Se cumplen sesenta años de la Revolución cubana, que el Partido Comunista celebró el martes 1 de enero, y la isla está estable. El país logró superar amenazas existenciales, como la invasión de playa Girón en 1961, la Crisis de los Misiles de 1962 y medio siglo de aislamiento diplomático y sanciones económicas devastadoras impuestas por Estados Unidos.
Cuba también sobrevivió al colapso de la Unión Soviética, su principal benefactor durante la Guerra Fría, y a una serie de disturbios internos traumáticos, incluidos el éxodo del Mariel en 1980 y el éxodo de los balseros en 1994. Por último, pero no menos importante, Cuba ha gestionado bien sus primeras transiciones políticas importantes: la que se dio en 2016, después de la muerte de su máximo líder, Fidel Castro, y la sucesión en 2018 de su hermano menor, Raúl Castro, por Miguel Díaz-Canel Bermúdez, un hombre de 58 años que ha sido un integrante fiel del Partido Comunista.
En otras palabras, por primera vez desde 1959 no hay un Castro en el gobierno de Cuba y el país ha manejado la transición sin el drama ni el derramamiento de sangre que muchos otros Estados revolucionarios han experimentado después de la muerte de sus patriarcas.
El sistema comunista cubano no muestra signos de colapso. Sin embargo, ya está muy avanzada la discusión interna sobre si debe haber más democracia o continuará una dictadura, aunque no se usan esos términos.

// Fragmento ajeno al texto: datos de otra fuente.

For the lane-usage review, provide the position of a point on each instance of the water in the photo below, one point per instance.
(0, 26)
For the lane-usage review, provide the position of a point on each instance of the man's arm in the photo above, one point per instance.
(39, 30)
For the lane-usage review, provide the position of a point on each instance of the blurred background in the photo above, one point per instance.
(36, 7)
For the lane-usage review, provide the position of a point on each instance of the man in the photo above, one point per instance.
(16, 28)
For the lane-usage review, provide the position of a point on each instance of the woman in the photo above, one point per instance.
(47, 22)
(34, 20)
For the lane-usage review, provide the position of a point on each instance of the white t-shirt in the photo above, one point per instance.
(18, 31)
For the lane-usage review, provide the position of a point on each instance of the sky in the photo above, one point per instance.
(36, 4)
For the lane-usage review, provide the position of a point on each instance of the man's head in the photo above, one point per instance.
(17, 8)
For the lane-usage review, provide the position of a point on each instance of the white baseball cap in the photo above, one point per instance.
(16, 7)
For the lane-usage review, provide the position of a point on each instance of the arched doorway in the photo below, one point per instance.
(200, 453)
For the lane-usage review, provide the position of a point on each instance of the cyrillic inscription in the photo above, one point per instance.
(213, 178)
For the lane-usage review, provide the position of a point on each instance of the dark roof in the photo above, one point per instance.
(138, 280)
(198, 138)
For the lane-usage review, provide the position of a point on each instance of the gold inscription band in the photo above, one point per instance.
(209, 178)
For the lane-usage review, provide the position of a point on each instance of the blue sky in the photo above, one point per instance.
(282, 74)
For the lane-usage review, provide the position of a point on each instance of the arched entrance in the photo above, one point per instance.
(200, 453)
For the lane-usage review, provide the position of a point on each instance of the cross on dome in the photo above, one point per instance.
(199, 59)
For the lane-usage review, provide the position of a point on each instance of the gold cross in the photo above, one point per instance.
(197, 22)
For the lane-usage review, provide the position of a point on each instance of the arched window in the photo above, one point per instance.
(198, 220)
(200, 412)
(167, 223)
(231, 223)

La forma en la que esa disputa se resuelva determinará el futuro de la nación. Aunque la retórica usada en buena parte del debate es casi litúrgica por lo restrictiva, hay un espacio cada vez más amplio para los puntos de vista divergentes. Cada vez es más evidente que la sociedad cubana ya no es un bloque homogéneo —si alguna vez lo fue— de trabajadores revolucionarios dispuestos simplemente a aplaudir o guardar silencio ante las decisiones de sus líderes.